Anspruchsvolle tänzerische Aufgaben hat Haydée den Begleitern der Feen im Prolog (Taras Bilenko, Alexander Bird, Timothy Dutson, Suren Grigorian, Oleg Ligai, Dominic Whitbrook) und den vier Prinzen im 1. Akt (Konstantin Lorenz, Cameron Hunter, Marco Arena, Alexei Orlenco) zugeordnet, was deren Auftritte wirkungsvoller macht. Damit weicht sie – und durchaus mit Gewinn – vom Original ab. Am deutlichsten aber ist die Figur der Carabosse aufgewertet, womit die Haydée schon 1987 in Stuttgart bei ihrer Choreografie für den Startänzer Richard Cragun eine fulminante Rolle geschaffen hatte, die ihm gleichermaßen Bravour wie Charakterzeichnung abverlangte. In Berlin wurde diese Dinu Tamazlacaru anvertraut, der sie zum Mittelpunkt der Aufführung machte. Effektvoll der Auftritt unter Donner und Blitz im Prolog, wirbelnde Sprünge und furiose Drehungen zeugen von seinem tänzerischen Ausnahme-Status. Haydée gewährt der Carabosse sogar noch einen Auftritt bei der Apothéose – der letzte Versuch, die Ereignisse zu ihren Gunsten zu verändern, was von der Fliederfee vereitelt wird. Elisa Carrillo Cabrera gibt sie tänzerisch zuverlässig und mit aristokratischer Eleganz.

Wie zu erwarten war, hat Marcia Haydée auch die bekannten Nummern des Divertissements im letzten Bild von Petipa übernommen. Jeder Ballettfreund will das Duo der Prinzessin Florine mit dem Blauen Vogel im Original sehen. Hier zeigten es Evelina Godunova und Olaf Kollmannsperger mit solidem tänzerischem Vermögen, freilich nicht mit der Biegsamkeit, welche man von legendären Interpretationen kennt. Als Gestiefelter Kater und sein Kätzchen sah man Alexander Abdukarimov und Minori Nakashima gebührend kapriziös und putzig. Gelegentlich ist in Aufführungen auch die Episode mit Rotkäppchen und dem Wolf zu sehen (Alizée Sicre und Oleksandr Shpak), aber fast nie die von Schneewittchen und den sieben Wichteln (Filipa Cavaco und Schülerinnen der Staatlichen Ballettschule Berlin) und erst recht nicht jene von Ali Baba mit den Edelsteinen. Murilo de Oliveira sorgte mit dieser bravourösen Nummer fast für einen Corsaire im Miniformat – glanzvoll assistiert von Danielle Muir als Amethyst, Luciana Voltolini as Saphir, Aya Okumura als Rubin und Iana Balova als Smaragd.

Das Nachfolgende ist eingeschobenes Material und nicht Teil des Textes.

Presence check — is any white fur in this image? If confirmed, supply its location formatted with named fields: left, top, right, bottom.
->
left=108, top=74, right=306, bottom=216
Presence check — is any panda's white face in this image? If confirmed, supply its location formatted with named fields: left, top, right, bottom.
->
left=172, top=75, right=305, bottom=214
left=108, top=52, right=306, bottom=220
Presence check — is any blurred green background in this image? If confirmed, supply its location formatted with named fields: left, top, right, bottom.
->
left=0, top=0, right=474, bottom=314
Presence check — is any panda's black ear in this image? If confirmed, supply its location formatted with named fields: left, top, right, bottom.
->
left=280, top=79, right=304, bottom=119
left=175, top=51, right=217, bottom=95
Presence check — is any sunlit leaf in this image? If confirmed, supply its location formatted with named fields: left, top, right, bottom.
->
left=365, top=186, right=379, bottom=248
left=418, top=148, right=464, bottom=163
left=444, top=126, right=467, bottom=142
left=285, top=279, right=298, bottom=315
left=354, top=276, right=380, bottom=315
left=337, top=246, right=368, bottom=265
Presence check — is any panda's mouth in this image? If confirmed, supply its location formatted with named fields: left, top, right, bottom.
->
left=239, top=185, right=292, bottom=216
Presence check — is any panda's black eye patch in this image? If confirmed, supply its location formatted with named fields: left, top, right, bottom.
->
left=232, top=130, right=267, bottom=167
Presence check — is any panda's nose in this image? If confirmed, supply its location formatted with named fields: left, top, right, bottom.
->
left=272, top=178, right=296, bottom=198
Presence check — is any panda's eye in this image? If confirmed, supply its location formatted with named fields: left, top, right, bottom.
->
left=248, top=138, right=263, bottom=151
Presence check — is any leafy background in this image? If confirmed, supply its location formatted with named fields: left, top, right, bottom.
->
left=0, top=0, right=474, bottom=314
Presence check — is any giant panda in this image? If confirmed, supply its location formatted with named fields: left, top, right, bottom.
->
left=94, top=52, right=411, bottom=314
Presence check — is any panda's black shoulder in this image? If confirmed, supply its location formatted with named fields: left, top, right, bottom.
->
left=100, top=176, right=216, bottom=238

Die Produktion bezieht ihren Reiz auch aus der zauberhaften Ausstattung von Jordi Roig, der eine an Watteau erinnernde Parklandschaft mit Treppenaufgängen und einer Empore erdachte, die von Jacopo Pantani in mediterranes Sonnenlicht getaucht wurde. Bezaubernde, reich verzierte Kostüme mit vielen Details und aus prachtvollen Stoffen ergänzten die zauberhafte Optik.

Einzig das Spiel des Orchesters der Deutschen Oper Berlin unter Leitung von Ido Arad enttäuschte mit vielen Bläsermisstönen und fügte sich nicht in den Glanz dieser Neuproduktion, die am Ende vom Publikum euphorisch bejubelt wurde.